Many foods that can be boiled – potatoes, carrots, broccoli and so on – can be steamed instead but is there a good reason to do so?
Food doesn’t cook that much faster in a steamer but it doesn’t need anything like as much water so it certainly uses a little less energy – and the liquid that remains after cooking is far more concentrated, making it an ideal base for gravy and stocks.
Another benefit is that vegetables generally hold on to a lot more of their nutrients when steamed; sitting in boiling water means a great deal of the natural salts and other minerals transfer into the water and are mostly tipped down the sink. Steam them and far more stay in the food item. This is usually noticeable in the flavour (providing you don’t over-cook them!) and means you’re getting more of the goodness from the food.

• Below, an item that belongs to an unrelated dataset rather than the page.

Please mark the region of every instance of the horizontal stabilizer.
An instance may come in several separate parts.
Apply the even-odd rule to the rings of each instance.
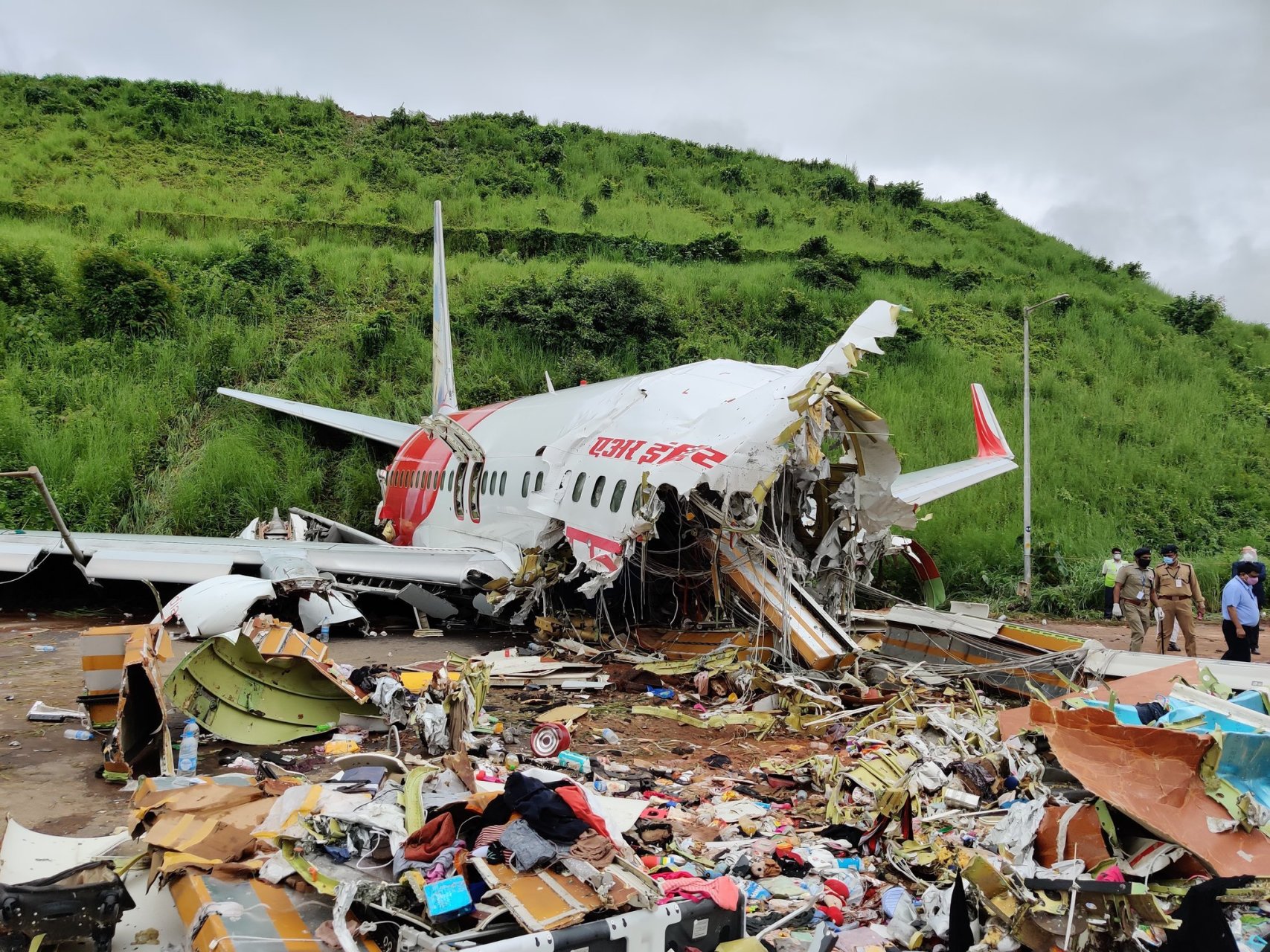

Fish is an excellent ‘steamer’ food; a delicately cooked piece of Salmon is hard to beat and Cod will retain more flavour (also, because it cooks undisturbed by stirring or bubbles, it generally comes out looking better). Vegetables, definitely. We’d pass up the chance to steam pasta though: for some things, boiling water is still king!
As an aside, one of the reasons water used for boiling food usually needs to be salted is that this brings the water’s salt content up to match that of the food being cooked, preventing so much salt from leaching out into the water. By steaming things, less of the natural salt leaves the food and so we don’t need any add any to the water.